The economy is in a very sluggish mode and people around the world are cutting back on expenses. However, the automotive industry seems to be fairing along pretty well. So much so that economists at GM and FoMoCo expect U.S. auto sales to increase in 2012 from the estimated 12.5 million to 13.5 million.
“We see growth in 2012 for one reason … vehicles are getting very, very old,” Ford senior economist C. Jenny Lin said at a gathering hosted by the National Association of Manufacturers. “We are still very positive about the U.S. auto industry recovery.”
Automakers are betting that there is pent-up demand for new vehicles since the average vehicle lives for about 10.6 years in the United States. Between 1996 and 2000, the U.S. auto industry sold 96 million vehicles. Those cars are now becoming old and nearing death.
“A lot of people are deciding whether to repair their old vehicle — and the costs are getting higher,” she said. “It’s tradeoff mode.”

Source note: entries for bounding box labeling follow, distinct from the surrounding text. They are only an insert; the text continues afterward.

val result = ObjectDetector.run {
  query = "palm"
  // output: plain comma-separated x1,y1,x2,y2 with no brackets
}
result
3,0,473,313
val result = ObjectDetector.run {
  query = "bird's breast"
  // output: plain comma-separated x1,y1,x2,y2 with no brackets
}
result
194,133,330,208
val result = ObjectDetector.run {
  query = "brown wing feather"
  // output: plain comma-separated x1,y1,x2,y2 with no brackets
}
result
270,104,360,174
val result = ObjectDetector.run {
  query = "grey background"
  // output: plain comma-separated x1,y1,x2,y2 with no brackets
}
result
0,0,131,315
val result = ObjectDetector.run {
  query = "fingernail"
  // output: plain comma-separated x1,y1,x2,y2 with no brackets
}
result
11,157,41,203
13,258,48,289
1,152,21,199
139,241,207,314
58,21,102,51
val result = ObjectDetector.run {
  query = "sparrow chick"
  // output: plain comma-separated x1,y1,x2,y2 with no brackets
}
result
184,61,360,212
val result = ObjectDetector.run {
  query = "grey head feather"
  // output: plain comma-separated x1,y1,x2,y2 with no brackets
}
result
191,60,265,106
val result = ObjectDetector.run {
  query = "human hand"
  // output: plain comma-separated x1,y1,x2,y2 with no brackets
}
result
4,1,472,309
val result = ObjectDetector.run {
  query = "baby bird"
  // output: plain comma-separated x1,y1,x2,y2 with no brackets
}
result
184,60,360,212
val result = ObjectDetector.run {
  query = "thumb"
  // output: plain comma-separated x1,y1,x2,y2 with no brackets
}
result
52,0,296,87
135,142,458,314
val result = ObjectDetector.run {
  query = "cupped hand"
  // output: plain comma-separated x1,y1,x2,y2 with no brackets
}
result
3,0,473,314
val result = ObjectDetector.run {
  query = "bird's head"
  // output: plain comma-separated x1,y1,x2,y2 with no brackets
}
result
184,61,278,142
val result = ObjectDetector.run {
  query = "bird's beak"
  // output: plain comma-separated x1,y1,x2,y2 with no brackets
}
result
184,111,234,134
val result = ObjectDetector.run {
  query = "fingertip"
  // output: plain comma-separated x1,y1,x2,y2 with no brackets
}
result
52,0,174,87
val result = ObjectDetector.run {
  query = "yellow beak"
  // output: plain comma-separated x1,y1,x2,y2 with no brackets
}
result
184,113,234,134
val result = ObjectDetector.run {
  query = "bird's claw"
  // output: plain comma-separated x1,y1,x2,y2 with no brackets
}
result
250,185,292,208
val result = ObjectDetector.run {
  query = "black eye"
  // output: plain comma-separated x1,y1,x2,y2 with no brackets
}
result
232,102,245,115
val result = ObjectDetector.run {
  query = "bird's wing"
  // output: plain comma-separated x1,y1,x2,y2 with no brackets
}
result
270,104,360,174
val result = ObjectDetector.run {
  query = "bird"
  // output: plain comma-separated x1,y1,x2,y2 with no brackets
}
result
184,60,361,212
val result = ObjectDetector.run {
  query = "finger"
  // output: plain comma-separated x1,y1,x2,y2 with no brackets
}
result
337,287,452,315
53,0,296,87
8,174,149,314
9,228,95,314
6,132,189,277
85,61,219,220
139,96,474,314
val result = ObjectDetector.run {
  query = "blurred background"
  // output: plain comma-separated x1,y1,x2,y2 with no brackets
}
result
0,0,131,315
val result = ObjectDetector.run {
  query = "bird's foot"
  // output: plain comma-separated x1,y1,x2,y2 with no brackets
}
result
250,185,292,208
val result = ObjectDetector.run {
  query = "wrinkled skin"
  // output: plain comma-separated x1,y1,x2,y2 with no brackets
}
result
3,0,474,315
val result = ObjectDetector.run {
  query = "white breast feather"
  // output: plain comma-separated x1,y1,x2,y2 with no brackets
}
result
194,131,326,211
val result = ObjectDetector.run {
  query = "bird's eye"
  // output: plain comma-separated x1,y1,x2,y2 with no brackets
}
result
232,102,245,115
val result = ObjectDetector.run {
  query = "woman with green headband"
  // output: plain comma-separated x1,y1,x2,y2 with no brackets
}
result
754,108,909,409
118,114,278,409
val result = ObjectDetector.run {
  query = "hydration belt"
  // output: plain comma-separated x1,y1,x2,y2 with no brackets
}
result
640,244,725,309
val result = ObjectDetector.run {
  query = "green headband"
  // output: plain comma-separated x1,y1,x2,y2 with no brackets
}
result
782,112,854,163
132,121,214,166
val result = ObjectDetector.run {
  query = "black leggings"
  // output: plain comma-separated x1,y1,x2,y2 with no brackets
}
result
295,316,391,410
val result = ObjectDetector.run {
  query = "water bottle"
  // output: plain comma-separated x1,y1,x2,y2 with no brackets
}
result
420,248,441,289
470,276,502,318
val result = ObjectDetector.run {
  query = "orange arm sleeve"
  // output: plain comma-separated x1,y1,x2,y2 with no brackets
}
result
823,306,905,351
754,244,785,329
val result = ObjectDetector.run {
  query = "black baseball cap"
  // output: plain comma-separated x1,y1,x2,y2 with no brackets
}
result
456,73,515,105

GM’s chief economist G. Mustafa Mohatarem is also forecasting a strong 2012 but warns that the comoany’s CEO Dan Akerson expects sales to remain ‘flattish’ since he’s a bit conservative. told Automotive News last week that he expects “flattish” U.S. industry sales next year.
“Dan’s view is that we should be planning very conservatively — that so many things can and have gone wrong this year,” Mohatarem said. “So many things can go wrong around the world that you can’t plan on fundamentals driving this thing.”